Жизнь Чайковского. Часть IV (1866 — 1877)

Что за прелесть ваша «Буря»!! Что за бесподобная вещь!! Конечно, собственно буря — неважная и не отличается новизною, Просперо — не особенный, наконец, почти в конце есть очень ординарная каденция, точно из какого-то итальянского оперного финала — но это три небольших пятна. Зато все остальное!! — чудеса из чудес! Калибан, Ариэль, любовная сцена — все это принадлежит к высочайшим созданиям искусства.

В любовных обеих сценах — что за страсть, что за красота, что за томление! Не знаю, с чем это можно сравнить?! Потом этот великолепный дико безобразный Калибан, чудные полеты Ариэля — все это создания наикапитальнейшие...

А оркестр опять-таки в этих сценах — изумительный!

Мы оба, Римлянин и я, шлем вам низкий-пренизкий поклон и крепкое пожатие руки. В пятницу, послезавтра, пойдем опять на репетицию. Невозможно удержаться...

Не только Стасову и «кучке» понравилась «Буря», она заслужила похвальные отзывы и представителей противоположного лагеря. Не понравилась эта вещь только Ларошу. Находя, что Чайковский вообще в программных произведениях, особенно в «Ромео и Джульетте», по форме и отчасти по оркестровке приближается «к Литольфу, а по гармонии к Шуману и Глинке», он усматривал в «Буре» сочинение, «которое как музыкальное целое не выдерживает критики. Хороши, и даже замечательно хороши только подробности, но и между ними не все одинакового достоинства. Так, буря у него куда слабее бури берлиозовской в фантазии на ту же тему Шекспира. У Чайковского буря отличается, главным образом, громкостью оркестровки до того оглушительной, что возбуждает любопытство специалиста относительно средств, с помощью которых композитор умел достичь такого невероятного грохота». № 220. К А. Чайковскому.

21-го ноября.

Толя, ваше общее молчание начинает беспокоить меня. Начинаю думать, что случилось что-нибудь нехорошее, и что кто-нибудь из вас болен. Особенно меня удивляет Модест. Мне известно, что на днях исполняли мою «Бурю». Отчего никто ни слова об этом не пишет? После квартета Модест написал мне подробный отчет, тогда и Малоземова писала, а теперь никто, кроме Стасова. Странно!

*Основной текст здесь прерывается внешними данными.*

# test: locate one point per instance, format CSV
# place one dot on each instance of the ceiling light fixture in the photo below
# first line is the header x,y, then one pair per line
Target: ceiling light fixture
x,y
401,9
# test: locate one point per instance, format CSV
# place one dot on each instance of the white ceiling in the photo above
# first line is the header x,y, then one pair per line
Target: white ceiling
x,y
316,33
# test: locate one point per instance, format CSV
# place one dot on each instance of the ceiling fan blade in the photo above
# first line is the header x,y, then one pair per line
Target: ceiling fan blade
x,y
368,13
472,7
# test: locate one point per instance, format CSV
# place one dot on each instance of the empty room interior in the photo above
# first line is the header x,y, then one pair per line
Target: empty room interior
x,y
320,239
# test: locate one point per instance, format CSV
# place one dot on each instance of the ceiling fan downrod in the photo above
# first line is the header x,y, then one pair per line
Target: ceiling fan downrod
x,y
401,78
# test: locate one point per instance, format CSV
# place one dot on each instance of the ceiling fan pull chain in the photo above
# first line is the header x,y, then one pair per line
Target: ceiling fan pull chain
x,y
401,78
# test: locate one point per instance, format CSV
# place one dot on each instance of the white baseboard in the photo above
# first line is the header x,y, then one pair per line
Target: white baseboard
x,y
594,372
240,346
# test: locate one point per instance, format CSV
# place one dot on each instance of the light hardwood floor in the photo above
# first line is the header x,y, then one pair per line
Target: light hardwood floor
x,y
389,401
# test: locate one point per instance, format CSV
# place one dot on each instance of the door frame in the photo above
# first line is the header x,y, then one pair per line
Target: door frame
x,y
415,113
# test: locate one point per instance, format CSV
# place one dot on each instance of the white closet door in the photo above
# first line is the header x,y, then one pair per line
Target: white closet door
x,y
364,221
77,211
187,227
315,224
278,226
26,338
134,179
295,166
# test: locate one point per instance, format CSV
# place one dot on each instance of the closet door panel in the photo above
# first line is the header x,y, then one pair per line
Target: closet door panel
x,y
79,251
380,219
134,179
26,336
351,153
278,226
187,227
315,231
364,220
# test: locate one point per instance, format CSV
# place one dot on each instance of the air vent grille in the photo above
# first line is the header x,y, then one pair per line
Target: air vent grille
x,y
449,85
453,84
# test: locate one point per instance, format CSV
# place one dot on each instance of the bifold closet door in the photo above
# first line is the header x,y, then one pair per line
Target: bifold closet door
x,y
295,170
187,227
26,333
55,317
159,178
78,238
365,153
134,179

Я теперь весь погружен в сочинение фортепианного концерта. Хочу непременно, чтобы Рубинштейн в своем концерте сыграл его. Дело идет очень туго и плохо дается. Я по принципу насилую себя и принуждаю голову измышлять фортепианные пассажи. В результате — порядочно расстроенные нервы, и вот поэтому мне хочется съездить в Киев, чтобы рассеяться, хоть этот город, утративший Толю, утратил для меня 9/10 своей прелести. К тому же, я ненавижу «Опричника» (Петр Ильич должен был ехать в Киев, главным образом, для того, чтобы присутствовать на первом представлении «Опричника».) всеми силами души. Ну, словом, хочу прокатиться, и очень было бы приятно прокатиться с тобой.

Мне очень любопытно знать, как ты проводишь время. У тебя материал для писем найдется, тогда как моя убийственно бесцветная жизнь, или, вернее, прозябание, лишена всякого интереса.

Завтра идет у нас в концерте моя увертюра «к неоконченной опере».

«Неоконченная опера» есть ничто иное, как «Кузнец Вакула». Исполнение увертюры не сопровождалось выдающимся успехом, хотя Петру Ильичу все же была выдана субсидия Музыкального общества в 300 руб.